The Open University, approaching its fiftieth year, is launching a radical overhaul to ensure it is ready for the challenges of the next half century.
It is conducting a root and branch review of every aspect of its operations – from the experience of students to its teaching and research – to enhance its reputation as a world leader in lifelong and distance learning.
A major savings and reinvestment plan will recreate the University so that it is digital by design and places the needs of students and the wider economy at the centre of all it does.
The proposals are designed to recognise future economic challenges and to provide leadership in preparing the wider workforce for a time of unprecedented change. The Open University believes it can play a crucial role in helping employers and employees respond to the rapid rise in automation which is expected to sweep away millions of existing jobs. The rising generation of students may be the first who routinely have to retrain and improve their skills throughout their careers to adapt to a rapidly evolving economy.
The Open University transformation programme will deliver over the next two years:
Students will have greater choice over when they start courses and the pace of their study. They will be able to work flexibly on screen, tablet or mobile - and they will be more closely supported than ever by tutors delivering a hands-on, highly personalised education.
Peter Horrocks, Vice-Chancellor of the OU said: “We want to transform the University of the Air envisaged by Harold Wilson in the 1960s to a University of the Cloud – a world-leading institution which is digital by design and has a unique ability to teach and support our students in a way that is responsive both to their needs and those of the economy.

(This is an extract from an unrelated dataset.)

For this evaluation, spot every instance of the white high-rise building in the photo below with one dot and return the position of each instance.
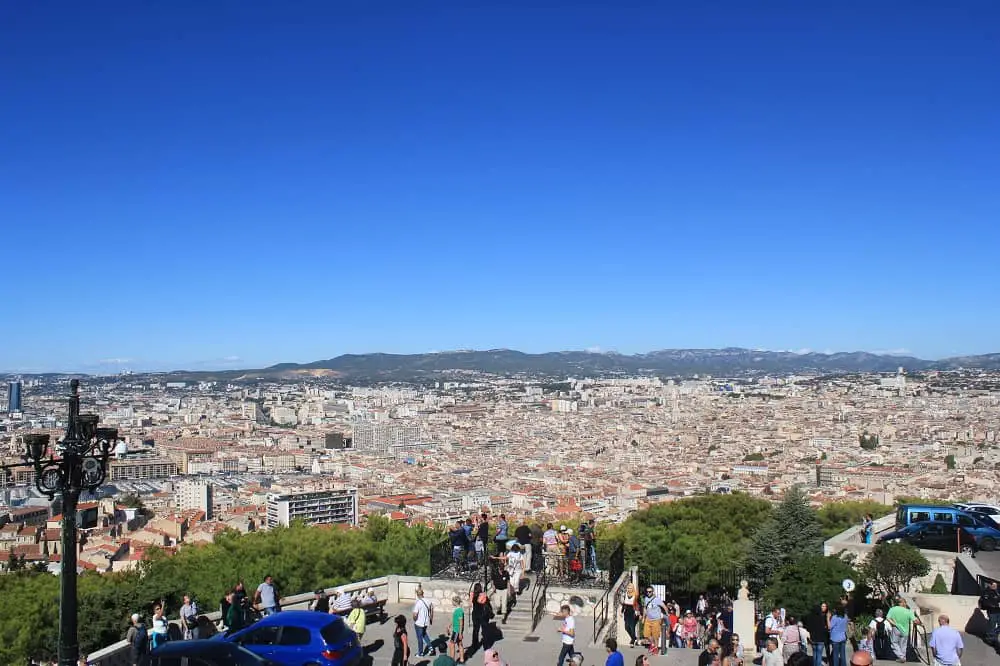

“A revitalised and redesigned OU should be at the heart of the digital revolution by becoming a leading exponent of the use of digital technology for teaching and supporting students; by helping educate the digital citizens of the future; by undertaking research that can help equip society for a digital world.
“The OU will still be the OU. We will retain our core mission of offering higher education to all, regardless of background or previous qualifications. But we will be delivering it in a different way, matching future needs to future technology.
“We were disruptive and revolutionary in our use of technology in 1969, and as we approach our 50th year, we intend to be disruptive and revolutionary again, to transform the life chances of tens of thousands of future learners.”
The proposals are in part a response to financial challenges facing The Open University. Funding changes introduced since 2007 by successive UK governments have hit hard the number of part-time students entering higher education in England (see point 4 in Notes to Editors). Student numbers at the OU have fallen by almost a third in the past decade and that has had a significant impact on income. At the same time, fixed costs have remained relatively static and in a changing market place competitors are “cherry picking” popular and profitable courses.
The transformation process will put the OU on a sustainable financial footing. It is expected to achieve savings in the order of £100 million from the OU’s annual budget of around £420 million. It is intended that more than half of that sum will be reinvested in building a University fit for the next 50 years.
All parts of the University’s operations are in scope. Among the issues to be tackled are duplication and inefficiency resulting from years of piecemeal development, a problem faced by most universities; courses on the curriculum which were once popular but which now struggle to cover costs and others which have never attracted many students; research costs which outstrip grant income.
Change on this scale will inevitably impact on staff because staff make up two-thirds of the OU’s operating costs. The proposed transformation in teaching, research, IT systems and the running of the University will inevitably mean that the number and types of roles will change. In coming years, fewer people will be needed overall. Detailed work will be carried out over the next six months to clarify the figures and the scale of change.